Epigenetic patterns in a complete human genome.

The completion of a telomere-to-telomere human reference genome, T2T-CHM13, has resolved complex regions of the genome, including repetitive and homologous regions. Here, we present a high-resolution epigenetic study of previously unresolved sequences, representing entire acrocentric chromosome short arms, gene family expansions, and a diverse collection of repeat classes. This resource precisely maps CpG methylation (32.28 million CpGs), DNA accessibility, and short-read datasets (166,058 previously unresolved chromatin immunoprecipitation sequencing peaks) to provide evidence of activity across previously unidentified or corrected genes and reveals clinically relevant paralog-specific regulation. Probing CpG methylation across human centromeres from six diverse individuals generated an estimate of variability in kinetochore localization. This analysis provides a framework with which to investigate the most elusive regions of the human genome, granting insights into epigenetic regulation.

A complete reference genome improves analysis of human genetic variation.
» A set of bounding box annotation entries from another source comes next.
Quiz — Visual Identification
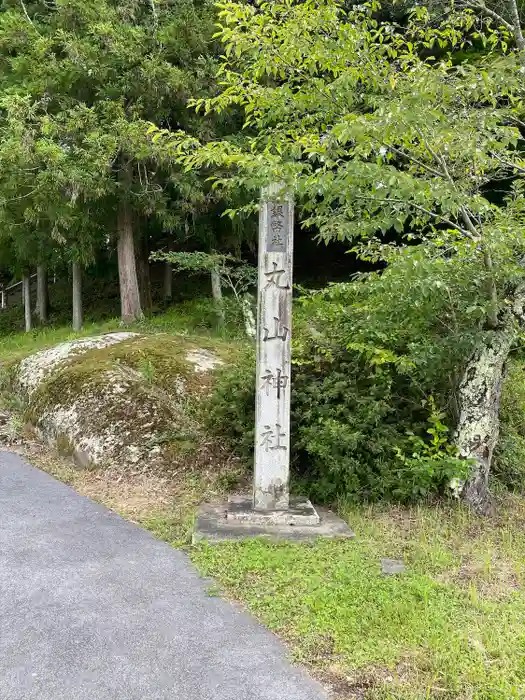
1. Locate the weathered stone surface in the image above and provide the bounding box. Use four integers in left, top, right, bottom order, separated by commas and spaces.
227, 496, 320, 526
15, 333, 223, 471
381, 559, 406, 576
16, 333, 138, 396
193, 503, 354, 544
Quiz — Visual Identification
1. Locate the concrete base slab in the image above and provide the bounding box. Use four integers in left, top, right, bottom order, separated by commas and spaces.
226, 495, 320, 527
192, 497, 354, 544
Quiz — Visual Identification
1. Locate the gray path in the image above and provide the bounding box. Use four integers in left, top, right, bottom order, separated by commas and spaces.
0, 452, 325, 700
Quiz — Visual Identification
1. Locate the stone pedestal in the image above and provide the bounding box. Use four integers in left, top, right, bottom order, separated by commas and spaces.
193, 495, 354, 544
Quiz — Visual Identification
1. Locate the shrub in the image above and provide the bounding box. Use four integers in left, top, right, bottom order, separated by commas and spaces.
207, 324, 465, 502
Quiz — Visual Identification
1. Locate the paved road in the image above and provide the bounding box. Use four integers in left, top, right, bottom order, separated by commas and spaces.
0, 452, 326, 700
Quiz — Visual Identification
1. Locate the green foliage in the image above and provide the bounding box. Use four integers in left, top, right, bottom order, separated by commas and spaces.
191, 502, 525, 700
206, 264, 470, 501
204, 348, 255, 464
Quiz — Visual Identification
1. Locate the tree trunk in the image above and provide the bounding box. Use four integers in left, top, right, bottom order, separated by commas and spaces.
455, 330, 516, 513
117, 165, 144, 323
211, 268, 225, 330
137, 234, 153, 311
164, 261, 173, 301
242, 294, 257, 338
22, 275, 32, 333
35, 265, 49, 323
72, 262, 83, 332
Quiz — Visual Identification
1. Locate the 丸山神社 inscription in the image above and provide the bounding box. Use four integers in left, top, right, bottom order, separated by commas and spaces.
253, 185, 293, 510
193, 185, 353, 542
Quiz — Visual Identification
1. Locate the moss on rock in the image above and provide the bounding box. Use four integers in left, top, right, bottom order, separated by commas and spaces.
17, 334, 234, 471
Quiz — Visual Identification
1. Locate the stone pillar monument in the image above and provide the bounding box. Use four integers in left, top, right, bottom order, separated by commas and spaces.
193, 184, 353, 542
253, 185, 294, 511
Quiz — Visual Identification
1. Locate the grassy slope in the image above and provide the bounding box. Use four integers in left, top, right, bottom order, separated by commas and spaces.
0, 310, 525, 700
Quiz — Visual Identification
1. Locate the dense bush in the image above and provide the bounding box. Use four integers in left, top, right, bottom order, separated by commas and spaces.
206, 250, 469, 501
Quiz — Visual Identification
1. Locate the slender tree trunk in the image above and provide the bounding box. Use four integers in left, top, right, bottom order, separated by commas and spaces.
117, 164, 144, 323
137, 228, 153, 311
455, 329, 516, 513
211, 268, 225, 330
164, 261, 173, 301
35, 265, 49, 323
72, 262, 83, 332
509, 0, 525, 54
22, 275, 32, 333
242, 293, 257, 338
Compared to its predecessors, the Telomere-to-Telomere CHM13 genome adds nearly 200 million base pairs of sequence, corrects thousands of structural errors, and unlocks the most complex regions of the human genome for clinical and functional study. We show how this reference universally improves read mapping and variant calling for 3202 and 17 globally diverse samples sequenced with short and long reads, respectively. We identify hundreds of thousands of variants per sample in previously unresolved regions, showcasing the promise of the T2T-CHM13 reference for evolutionary and biomedical discovery. Simultaneously, this reference eliminates tens of thousands of spurious variants per sample, including reduction of false positives in 269 medically relevant genes by up to a factor of 12. Because of these improvements in variant discovery coupled with population and functional genomic resources, T2T-CHM13 is positioned to replace GRCh38 as the prevailing reference for human genetics.